There will probably be a huge pandemic. I'm not sure it will be cholera-like. Or at least not the one that kills everybody. Cholera is pretty treatable even if medicines don't work (e.g. ORS, books about mass murder in Colorado, etc.). I think the real game changer will come from something that recently crossed over from an animal, not something already pooped out by humans.
Not that I'm opposed to not pooping in rivers.
Obviously, everybody who touches door knobs is going to die.
3: While those who don't are condemned to eternal life in a room with a closed door.
I meant to read the whole review but then I got distracted by the name "Shah" and looked up to see if she was related to the Shah-Shah. She wasn't, but I forgot to finish the article.
People named "Shah" are typically Indian. Some people named Shahi are Iranian. I hope this saves you some time in the future.
In any case, almost certainly not Iranian and/or related to Pahlavi family.
Anyway, I feel like I should read the book. I'm getting bored with novels.
I came away thinking I should read Quammen's Spillover.
I'm pretty sure that just recommends not touching door knobs.
Pahlavi family.
What a Pahlavi, what an absolute treat
To watch a [Persian] cat and its father pick a bone in the street!
I made it as far as "I carry a bottle of hand sanitizer wherever I go". Hand sanitizer is almost always unnecessary and is the sign of a Howard Hughes level germophobe. Next.
Lots of people should carry it. If you have a baby, you need it for after diaper changes if you can't get to a sink. If you like to shit in parking garages, you need it. If you go camping, you need it.

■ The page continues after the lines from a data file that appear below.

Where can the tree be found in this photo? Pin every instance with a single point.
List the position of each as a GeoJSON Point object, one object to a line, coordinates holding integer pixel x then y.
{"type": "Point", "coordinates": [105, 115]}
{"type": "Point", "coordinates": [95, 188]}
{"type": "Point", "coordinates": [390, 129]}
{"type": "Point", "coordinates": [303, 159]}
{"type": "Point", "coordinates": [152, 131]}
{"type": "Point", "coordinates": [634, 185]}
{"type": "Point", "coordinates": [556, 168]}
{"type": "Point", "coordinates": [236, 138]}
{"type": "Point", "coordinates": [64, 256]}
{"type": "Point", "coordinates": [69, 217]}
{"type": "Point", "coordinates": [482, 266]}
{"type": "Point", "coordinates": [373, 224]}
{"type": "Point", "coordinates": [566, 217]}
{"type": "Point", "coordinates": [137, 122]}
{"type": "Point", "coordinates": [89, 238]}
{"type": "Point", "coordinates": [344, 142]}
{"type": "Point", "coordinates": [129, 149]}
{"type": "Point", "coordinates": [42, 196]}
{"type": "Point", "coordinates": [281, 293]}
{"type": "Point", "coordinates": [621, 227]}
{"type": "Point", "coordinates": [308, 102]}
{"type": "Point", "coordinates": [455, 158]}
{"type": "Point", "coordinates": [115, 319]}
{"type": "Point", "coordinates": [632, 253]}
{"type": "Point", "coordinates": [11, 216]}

Politicians and others who shake hands with hundreds of people a day need it because it's more subtle than running to a sink after you great a guy who looks like he shits in parking garages.

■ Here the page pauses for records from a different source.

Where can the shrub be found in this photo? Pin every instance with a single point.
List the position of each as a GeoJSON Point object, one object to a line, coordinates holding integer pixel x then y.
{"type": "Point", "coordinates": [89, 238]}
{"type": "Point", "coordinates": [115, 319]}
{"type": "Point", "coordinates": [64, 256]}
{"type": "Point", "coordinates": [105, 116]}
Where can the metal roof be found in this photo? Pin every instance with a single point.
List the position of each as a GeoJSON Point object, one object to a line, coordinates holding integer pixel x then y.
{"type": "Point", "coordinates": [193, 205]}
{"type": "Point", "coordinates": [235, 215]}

Police officers should have some, because of maybe having to arrest same.
Hand sanitizer is very important if we are going to breed the next generation of invulnerable diseases. Natural selection doesn't just happen without our help!
Why would you need hand sanitizer for camping? For food prep after shitting in the woods?
If you want to be crude about it, yes. Or chewing your fingernails after shitting in the woods.
I guess you can just not wipe your butt until you get back, but that seems uncomfortable.
A friend of mine once attempted not shitting until he got back, but he didn't make it.
Can you still visit him in the woods?
23: As I recall from the camping trips of my youth, this often happened to me without any conscious effort.
Not pooping most of the time without conscious effort is pretty common once you get outside of Ohio, not just when camping.
26: Good point -- I've never gone camping in Ohio.
I've pooped in the great outdoors on four continents! Worship me, indoor-toilet-dependent weaklings! Worship me!